優れたEMC性能
MHF® RFコネクタおよびハーネスにおけるシールドは、シグナルインテグリティを保持し、インピーダンス制御を維持、干渉を低減し、ならびにRF効率を最大化する上で不可欠です。それは単なる機械的な筐体ではなく、高速データ伝送および信頼性の高いアンテナ性能を維持するための、電気設計における不可欠な要素です。その考え方は、外部からのEMI/RFIを最小化し、クロストークを防止し、インピーダンスの一貫性を維持することであり、これによりノイズを低減し、より高い信号対雑音比(SNR)を維持することにあります。
MHF® 7Sシリーズコネクタの独自のシールド設計は、EMIノイズを低減し、5Gミリ波アプリケーションにおいて優れたEMC性能を提供します。MHF® 7Sコネクタにおける360度のZenShield®は、放射電界エミッションを低減し、コネクタをアンテナ素子により近接して配置することを可能にします。図1は、シールド付きMHF® 7Sコネクタが、非シールドのMHF® 4Lコネクタと比較して、ノイズ放射が低減されていることを示しています。
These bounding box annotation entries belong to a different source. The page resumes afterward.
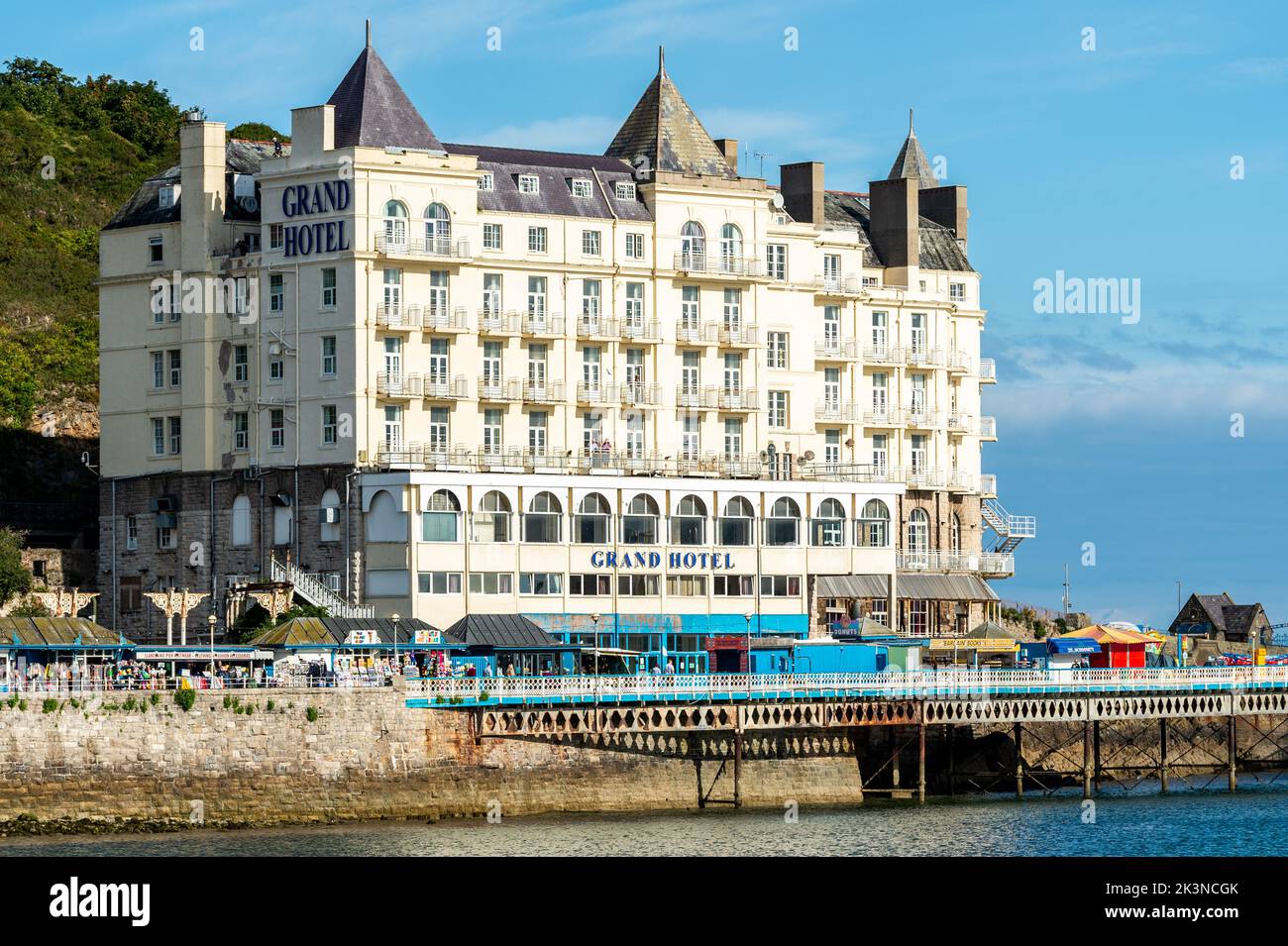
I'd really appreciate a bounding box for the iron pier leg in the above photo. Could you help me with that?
[917,721,926,804]
[1082,719,1091,799]
[1091,719,1100,791]
[1015,723,1024,798]
[1227,713,1239,791]
[1158,715,1167,794]
[733,728,742,808]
ワイヤレス環境には、スイッチングレギュレータ、プロセッサ、ディスプレイ、ならびに他の無線機器など、さまざまなノイズ源が存在しています。シールドされていないアンテナコネクタまたはケーブルは、これらのノイズを拾いやすく、その結果、信号の歪み、周波数ずれ、または変調精度の低下を引き起こす可能性があります。マルチアンテナ (MIMO) またはマルチシグナル環境においては、シールドされていない配線から電力が隣接する信号経路へ漏洩し、チャネル間のアイソレーションを劣化させる恐れがあります。
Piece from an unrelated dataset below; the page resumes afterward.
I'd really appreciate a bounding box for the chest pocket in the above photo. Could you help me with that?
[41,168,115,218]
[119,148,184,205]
RF経路はインピーダンス制御 (通常50 Ω) されていますが、適切なシールドがない場合、近接する導体および浮遊電界がインピーダンス環境を変化させ、その結果、反射、定在波の発生、ならびにVSWR (電圧定在波比) の劣化を招きます。MHF® 7Sレセプタクルおよびプラグ付きハーネスアセンブリは、以下の図2に示すように、DC~15 GHzまでの周波数範囲にわたり、優れたVSWR性能を提供します。
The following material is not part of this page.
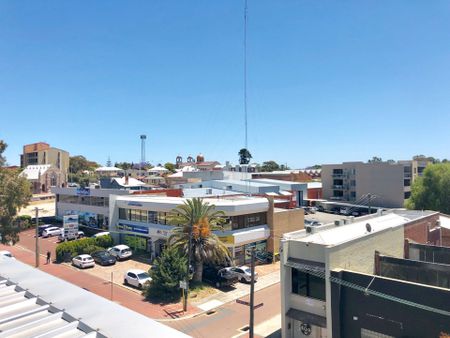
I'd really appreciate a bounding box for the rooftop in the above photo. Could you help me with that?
[284,213,409,246]
[0,258,188,338]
以下の図2のグラフは、MHF® 4LおよびMHF® 7Sハーネスアセンブリの周囲における放射電界強度を示しています。統合された360度のZenshield®がより優れたシールド効果を提供し、すべての周波数において電界の大部分をハーネス内部に保持するため、MHF® 7Sハーネスでは放射電界がより小さいことが確認できます。